W aukcji, której przedmiotem był samolot należący kiedyś do rumuńskiego dyktatora udział wzięło wiele osób. - Dziesiątki kolekcjonerów i entuzjastów wyraziło zainteresowanie samolotem, który pierwotnie kosztował 25 000 euro - powiedziałą agencji AFP rzecznika domu aukcyjnego w Artmark Alina Panico.
Rumuński odrzutowiec
Sprzedany samolot miał symboliczne znacznie dla dyktatury Ceausescu. Miał być dowodem na przemysłową niezależność Rumunii od Związku Radzieckiego. Rombac Super One-Eleven powstał w 1986 roku. Maszyna była pierwszym pasażerskim samolotem odrzutowym wyprodukowanym w Rumunii. - Dla Rumunów produkcja tego typu maszyny w najnowocześniejszej technologii była powodem do wielkiej dumy - komentował aukcję były pilot wojskowy Gheorghe Mirica.

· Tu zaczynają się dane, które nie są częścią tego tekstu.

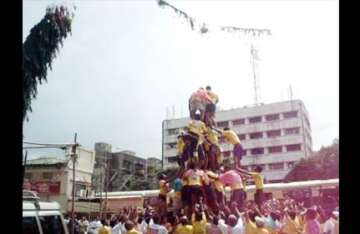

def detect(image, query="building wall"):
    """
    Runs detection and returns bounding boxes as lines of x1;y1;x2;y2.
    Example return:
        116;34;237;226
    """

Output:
162;100;312;181
26;148;95;212
109;151;147;191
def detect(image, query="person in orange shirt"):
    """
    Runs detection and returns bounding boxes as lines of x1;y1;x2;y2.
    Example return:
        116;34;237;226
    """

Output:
183;162;204;216
236;166;264;208
213;127;244;167
125;220;141;234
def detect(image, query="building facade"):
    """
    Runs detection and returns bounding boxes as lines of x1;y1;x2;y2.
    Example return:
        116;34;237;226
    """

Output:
109;150;147;191
25;148;95;213
162;100;312;182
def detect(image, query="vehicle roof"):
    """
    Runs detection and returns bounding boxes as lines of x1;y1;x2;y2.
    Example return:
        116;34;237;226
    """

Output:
23;201;60;211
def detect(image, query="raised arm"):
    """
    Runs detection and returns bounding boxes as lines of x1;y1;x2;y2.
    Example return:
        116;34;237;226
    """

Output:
235;167;251;177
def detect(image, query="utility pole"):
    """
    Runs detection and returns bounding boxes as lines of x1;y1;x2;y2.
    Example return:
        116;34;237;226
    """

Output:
251;44;260;106
71;133;78;234
104;152;109;218
21;150;27;187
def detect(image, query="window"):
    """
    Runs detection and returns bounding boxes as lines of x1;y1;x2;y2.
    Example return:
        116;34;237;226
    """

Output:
249;116;261;123
251;148;264;155
217;121;229;128
167;156;177;163
266;129;281;138
43;172;53;180
269;146;282;153
285;127;300;135
22;217;40;234
265;114;280;121
232;119;245;125
166;143;176;149
286;144;301;152
250;132;263;139
39;215;65;234
269;163;284;170
283;111;297;119
304;115;311;129
168;128;179;136
238;134;246;140
25;173;33;179
288;162;295;169
122;160;132;169
219;136;226;144
223;151;231;157
71;183;86;197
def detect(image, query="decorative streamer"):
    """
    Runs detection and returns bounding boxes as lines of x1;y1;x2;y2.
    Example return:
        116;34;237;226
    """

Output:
157;0;271;37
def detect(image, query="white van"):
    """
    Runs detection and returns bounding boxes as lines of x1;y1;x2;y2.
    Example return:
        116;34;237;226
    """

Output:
22;191;69;234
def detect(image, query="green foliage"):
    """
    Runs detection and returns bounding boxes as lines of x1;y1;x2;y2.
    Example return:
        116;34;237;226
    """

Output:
285;139;339;181
23;6;73;121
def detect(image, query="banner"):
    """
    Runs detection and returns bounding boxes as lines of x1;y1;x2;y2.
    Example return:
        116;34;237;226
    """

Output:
26;181;61;195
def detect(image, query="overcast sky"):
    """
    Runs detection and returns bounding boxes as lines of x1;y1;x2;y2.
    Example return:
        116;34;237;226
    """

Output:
23;0;339;158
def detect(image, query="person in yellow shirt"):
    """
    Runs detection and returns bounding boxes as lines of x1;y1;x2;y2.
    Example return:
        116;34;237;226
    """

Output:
206;170;225;210
281;211;303;234
205;86;219;126
175;215;194;234
219;127;244;167
177;134;187;168
125;220;141;234
204;127;221;171
186;113;207;165
255;216;269;234
191;211;207;234
206;86;219;104
183;162;204;215
242;210;257;234
98;219;111;234
236;165;264;208
159;174;170;214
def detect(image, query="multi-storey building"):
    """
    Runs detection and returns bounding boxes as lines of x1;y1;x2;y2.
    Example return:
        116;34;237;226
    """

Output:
24;148;95;213
162;100;312;182
109;150;147;191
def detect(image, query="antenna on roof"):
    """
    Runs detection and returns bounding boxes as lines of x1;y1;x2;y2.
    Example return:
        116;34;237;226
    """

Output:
289;84;293;109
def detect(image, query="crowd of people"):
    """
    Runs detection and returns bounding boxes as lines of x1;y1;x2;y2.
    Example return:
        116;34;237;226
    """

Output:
68;86;339;234
66;198;339;234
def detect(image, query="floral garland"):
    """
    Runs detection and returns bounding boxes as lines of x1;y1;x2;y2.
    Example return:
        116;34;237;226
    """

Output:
157;0;271;36
23;6;76;122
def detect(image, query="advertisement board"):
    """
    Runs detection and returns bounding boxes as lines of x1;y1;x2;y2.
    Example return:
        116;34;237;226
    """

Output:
27;181;61;195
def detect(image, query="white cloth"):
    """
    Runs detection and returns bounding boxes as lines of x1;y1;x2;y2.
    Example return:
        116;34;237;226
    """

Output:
111;223;121;234
323;217;337;234
120;223;127;234
88;220;101;234
140;219;148;233
227;217;245;234
149;223;168;234
218;219;227;234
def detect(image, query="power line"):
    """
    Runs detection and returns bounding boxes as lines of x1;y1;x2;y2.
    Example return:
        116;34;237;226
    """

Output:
23;141;74;146
23;146;67;150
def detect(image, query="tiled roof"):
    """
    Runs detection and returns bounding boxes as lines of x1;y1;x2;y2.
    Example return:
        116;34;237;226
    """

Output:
26;157;67;165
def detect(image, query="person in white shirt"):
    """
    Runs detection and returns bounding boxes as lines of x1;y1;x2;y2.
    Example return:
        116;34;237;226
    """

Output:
87;217;102;234
149;215;168;234
323;211;339;234
111;218;121;234
218;211;227;234
226;214;244;234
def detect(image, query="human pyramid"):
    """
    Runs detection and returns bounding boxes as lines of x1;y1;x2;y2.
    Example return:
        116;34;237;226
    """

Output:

Samolot został wpisany na listę dziedzictwa narodowego Rumuni w związku z czym nie można go wywieźć poza granice kraju. Jak wytłumaczył były technik Rombaca Adrian Ciutan, maszynę można przekształcić w eksponat muzealny lub zainwestować w jej renowację, by mogła ponownie wzbić się w powietrze.
W aukcji udział wzięło 150 osób, a cena wywoławcza wynosiła 25 tys. euro. Ostatecznie samolot trafił w ręce, jak podaje dom aukcyjny, zagranicznego kolekcjonera zainteresowanego historią Rumuni. Pasjonat zapłacił za Rombaca Super One-Eleven 120 tys. euro.